赵昱没问,只又向她靠近:“快走吧,起来——”他近得似是要透过絮被看清江青雀的状况:“还能不能走?”
能走。
青雀挪动没有力气的脚。
“可我走了,行岁怎么办。”她依旧闷着头,“还有行明,逾白……”
“宋行岁已在初九日得封‘靖城公主’,上路和亲去了。”赵昱击碎她的念想和柔情,“宋行明,”他也直白说,“去追他姐姐,被宋檀打断了腿。”
“至于江逾白,”他忍住嗤笑,“她只是你妹妹,不是你女儿!”
“你就这么想死?”他将自己拉远,还是没能忍住讥讽,“你为了女儿,为了儿子,为了妹妹,委屈自己,装傻装憨这么多年,有什么好处?得到什么结果?你死了,他们就能活?你以为——”
絮被又动了,动得比方才要大。动作很大。
赵昱闭上了嘴。
江青雀要起来了。他想。终于。
她终于不坚持缩在那透风的絮被里做乌龟了。
可随着絮被变形,从躺着的一团变成坐着的一团,赵昱竟有些忐忑。
被送去和亲的,是她的亲女儿。
被打断了腿的,是她的亲儿子。
她才听到这两桩噩耗,便又被嘲讽——虽然他并没说错——他——
絮被打开了缝隙。
一个脑袋——赵昱看了八年的,化成灰都能认出来的脑袋伸出来,低着脸,像是在哭。
他又荡过去。
她没有哭——赵昱没看到眼泪。
她抬起了脸。
从她骤然放大的眼眸里,赵昱终于看见了一个模糊透明的鬼影。
八年了。
快三千个日夜。
她终于,看到了他-
“你说的……”青雀没有自己预想的惊慌,“都是,真的?”
风声似乎停了。
今夜应当无月呀。一年的最后几日,弦月消隐。暮色降临前,她看到窗外是一片浓稠的灰,应是乌云密布,阻隔日月。

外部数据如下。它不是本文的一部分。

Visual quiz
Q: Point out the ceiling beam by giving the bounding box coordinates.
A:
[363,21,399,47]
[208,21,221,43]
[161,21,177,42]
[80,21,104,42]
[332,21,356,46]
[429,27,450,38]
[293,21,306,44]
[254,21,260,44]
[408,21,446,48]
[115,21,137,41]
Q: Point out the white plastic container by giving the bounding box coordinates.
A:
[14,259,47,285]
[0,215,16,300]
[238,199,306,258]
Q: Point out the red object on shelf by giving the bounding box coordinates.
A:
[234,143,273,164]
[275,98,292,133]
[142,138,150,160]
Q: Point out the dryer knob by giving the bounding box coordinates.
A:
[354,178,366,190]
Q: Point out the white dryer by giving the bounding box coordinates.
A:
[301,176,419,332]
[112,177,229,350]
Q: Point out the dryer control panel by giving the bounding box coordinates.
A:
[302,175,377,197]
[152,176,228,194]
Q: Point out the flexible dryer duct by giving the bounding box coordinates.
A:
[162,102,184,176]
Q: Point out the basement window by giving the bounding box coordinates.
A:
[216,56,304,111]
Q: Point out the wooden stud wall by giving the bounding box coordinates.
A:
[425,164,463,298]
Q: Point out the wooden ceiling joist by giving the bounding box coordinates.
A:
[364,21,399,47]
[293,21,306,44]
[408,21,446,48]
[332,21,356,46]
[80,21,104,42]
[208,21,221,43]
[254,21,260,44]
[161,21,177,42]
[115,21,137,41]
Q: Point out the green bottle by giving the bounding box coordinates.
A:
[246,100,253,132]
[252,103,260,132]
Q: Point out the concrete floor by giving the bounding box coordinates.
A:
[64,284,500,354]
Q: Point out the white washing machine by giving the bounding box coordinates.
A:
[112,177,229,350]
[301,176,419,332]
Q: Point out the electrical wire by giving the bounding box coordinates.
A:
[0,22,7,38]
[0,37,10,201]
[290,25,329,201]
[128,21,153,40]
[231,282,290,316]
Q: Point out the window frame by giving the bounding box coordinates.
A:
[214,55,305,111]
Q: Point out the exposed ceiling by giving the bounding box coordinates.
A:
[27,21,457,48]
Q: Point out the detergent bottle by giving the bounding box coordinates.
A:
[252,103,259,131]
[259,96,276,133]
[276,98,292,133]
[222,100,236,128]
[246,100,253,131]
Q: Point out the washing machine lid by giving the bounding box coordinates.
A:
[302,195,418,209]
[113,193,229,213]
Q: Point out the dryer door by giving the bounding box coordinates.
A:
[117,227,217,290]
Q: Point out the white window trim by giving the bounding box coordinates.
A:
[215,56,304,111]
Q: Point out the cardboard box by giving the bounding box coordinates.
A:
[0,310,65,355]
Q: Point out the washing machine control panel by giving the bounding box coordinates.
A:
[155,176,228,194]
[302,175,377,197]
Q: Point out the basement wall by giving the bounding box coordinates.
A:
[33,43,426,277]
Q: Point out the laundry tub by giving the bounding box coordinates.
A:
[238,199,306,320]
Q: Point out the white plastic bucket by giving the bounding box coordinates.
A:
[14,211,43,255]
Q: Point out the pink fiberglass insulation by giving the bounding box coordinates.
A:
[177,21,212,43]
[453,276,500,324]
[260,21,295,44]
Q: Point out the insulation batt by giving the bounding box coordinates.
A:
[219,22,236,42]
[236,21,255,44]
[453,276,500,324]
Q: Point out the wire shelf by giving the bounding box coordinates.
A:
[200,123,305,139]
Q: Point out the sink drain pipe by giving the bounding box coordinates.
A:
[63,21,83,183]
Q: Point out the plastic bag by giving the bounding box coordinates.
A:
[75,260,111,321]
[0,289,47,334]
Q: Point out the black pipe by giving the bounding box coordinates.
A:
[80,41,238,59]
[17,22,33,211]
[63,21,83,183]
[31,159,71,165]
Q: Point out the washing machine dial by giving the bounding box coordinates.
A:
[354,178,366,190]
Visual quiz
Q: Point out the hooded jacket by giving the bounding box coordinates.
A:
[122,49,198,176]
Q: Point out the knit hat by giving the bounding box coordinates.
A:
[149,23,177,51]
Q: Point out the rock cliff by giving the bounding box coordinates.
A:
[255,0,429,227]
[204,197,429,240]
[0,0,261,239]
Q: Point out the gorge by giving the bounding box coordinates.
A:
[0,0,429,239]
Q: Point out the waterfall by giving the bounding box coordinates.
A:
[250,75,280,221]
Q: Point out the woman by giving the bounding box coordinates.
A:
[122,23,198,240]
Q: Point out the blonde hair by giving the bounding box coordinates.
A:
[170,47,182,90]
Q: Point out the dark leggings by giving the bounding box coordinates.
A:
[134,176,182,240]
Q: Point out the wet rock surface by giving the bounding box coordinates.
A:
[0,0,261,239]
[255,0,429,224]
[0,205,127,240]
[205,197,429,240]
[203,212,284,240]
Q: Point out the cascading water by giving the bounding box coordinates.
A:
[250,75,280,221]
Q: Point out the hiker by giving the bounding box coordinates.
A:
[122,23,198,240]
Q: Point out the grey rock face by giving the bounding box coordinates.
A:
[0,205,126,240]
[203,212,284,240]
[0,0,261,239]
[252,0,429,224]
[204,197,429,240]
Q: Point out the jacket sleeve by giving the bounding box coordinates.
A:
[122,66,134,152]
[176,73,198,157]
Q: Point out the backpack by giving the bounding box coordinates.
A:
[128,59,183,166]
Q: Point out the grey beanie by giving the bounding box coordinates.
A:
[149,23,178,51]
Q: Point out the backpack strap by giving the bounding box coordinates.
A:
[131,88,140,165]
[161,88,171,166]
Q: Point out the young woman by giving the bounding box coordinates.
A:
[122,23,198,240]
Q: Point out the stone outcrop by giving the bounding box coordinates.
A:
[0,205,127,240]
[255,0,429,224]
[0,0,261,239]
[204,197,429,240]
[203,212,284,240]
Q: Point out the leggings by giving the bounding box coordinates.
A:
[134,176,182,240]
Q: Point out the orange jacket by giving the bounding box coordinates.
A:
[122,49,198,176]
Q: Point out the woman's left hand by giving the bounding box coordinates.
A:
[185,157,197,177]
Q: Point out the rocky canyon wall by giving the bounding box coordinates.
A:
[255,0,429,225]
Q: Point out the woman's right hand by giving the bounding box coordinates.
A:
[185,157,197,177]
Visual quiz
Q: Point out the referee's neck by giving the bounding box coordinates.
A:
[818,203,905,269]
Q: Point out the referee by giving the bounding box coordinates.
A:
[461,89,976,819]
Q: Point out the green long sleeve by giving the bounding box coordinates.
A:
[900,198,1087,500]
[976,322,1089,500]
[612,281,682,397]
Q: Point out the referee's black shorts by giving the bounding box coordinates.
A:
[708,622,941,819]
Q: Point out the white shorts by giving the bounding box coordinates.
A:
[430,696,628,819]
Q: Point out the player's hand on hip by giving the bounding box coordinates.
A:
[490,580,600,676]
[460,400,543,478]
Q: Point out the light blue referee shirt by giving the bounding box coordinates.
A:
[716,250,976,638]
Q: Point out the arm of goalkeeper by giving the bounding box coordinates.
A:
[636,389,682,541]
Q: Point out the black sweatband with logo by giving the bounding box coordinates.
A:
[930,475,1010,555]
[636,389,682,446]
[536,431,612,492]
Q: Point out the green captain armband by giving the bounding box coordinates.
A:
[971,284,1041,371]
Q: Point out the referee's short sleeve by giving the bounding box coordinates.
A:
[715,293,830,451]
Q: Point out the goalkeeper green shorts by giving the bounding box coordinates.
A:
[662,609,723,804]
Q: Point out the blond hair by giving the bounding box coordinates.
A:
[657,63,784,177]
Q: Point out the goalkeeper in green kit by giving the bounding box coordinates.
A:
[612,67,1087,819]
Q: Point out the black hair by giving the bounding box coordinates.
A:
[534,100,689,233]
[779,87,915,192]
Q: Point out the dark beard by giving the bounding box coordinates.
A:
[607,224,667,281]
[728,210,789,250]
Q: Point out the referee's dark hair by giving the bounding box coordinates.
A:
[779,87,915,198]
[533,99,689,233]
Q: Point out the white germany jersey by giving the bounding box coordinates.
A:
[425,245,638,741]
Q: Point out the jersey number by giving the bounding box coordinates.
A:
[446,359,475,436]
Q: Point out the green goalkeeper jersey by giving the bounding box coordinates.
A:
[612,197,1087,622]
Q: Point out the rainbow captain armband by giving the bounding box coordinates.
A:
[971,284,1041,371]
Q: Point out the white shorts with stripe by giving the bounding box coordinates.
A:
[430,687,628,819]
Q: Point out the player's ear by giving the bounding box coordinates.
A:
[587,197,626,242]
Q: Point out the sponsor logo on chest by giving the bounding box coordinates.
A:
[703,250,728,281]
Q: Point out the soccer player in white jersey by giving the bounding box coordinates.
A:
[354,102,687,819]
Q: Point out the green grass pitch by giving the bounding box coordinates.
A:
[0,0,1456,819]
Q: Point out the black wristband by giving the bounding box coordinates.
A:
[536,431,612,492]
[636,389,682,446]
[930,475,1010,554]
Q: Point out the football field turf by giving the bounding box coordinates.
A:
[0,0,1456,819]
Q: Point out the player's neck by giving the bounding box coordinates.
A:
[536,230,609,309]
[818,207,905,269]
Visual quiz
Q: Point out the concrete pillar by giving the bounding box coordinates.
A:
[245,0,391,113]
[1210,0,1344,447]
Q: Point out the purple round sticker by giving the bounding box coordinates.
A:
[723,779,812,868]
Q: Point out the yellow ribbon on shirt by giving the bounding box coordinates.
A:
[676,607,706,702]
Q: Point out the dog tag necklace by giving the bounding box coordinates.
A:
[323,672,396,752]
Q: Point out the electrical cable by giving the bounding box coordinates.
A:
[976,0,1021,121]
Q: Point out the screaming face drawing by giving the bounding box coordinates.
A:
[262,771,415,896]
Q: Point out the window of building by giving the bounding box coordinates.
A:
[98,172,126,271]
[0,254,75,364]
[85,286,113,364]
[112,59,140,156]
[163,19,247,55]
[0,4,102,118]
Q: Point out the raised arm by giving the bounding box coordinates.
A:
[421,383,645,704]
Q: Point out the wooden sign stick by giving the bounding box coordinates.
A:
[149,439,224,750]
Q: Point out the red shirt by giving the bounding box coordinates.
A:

可现在,脏污的窗纸上,是明亮的,照亮了影子的萤光。不是月亮,就是星辰。她看见面前……靠得很近的,那位“人”的脸。这真是一张,英姿灼然的面孔。如果他的身影,没有透出窗上的光亮……
她见过他。
很久、很久以前……
“你是,”恍然地,她醒觉,“楚王。”-
她认出了他。
在相隔十五年后,再次看到他的第一眼-
“……是我死了吗?”
“不是。”赵昱张口,“你活着。”
“你还能动。”他退远,“可两天后就未必了。”
“你不会真以为,你死了他们就能好过?”他质问着,眼神却在闪动,“你就是死了,靖城公主也已经上路了!”
“你……”青雀又垂下脸。
你想救我。为什么?
她没问。
“我走。”裹着絮被,她伸开腿,在透入窗中的萤光里,看见自己踩到了实地,“我听你的……怎么走?”
赵昱收起了嘲讽。
“你还有多少力气。”他问。
“不多……”青雀干哑着说,“我每日尽量不动了,或许还能走几十丈。”
赵昱知道她体力不多。
霍氏给这处田庄的吩咐是,“叫她好生反省。——吃穿不愁算什么反省?只别让她死了。”
她在这七十六日,每日只有一餐饭,和一壶冰透的水。饭食一日比一日不堪。她都吃了。不管送什么,她都吃尽了。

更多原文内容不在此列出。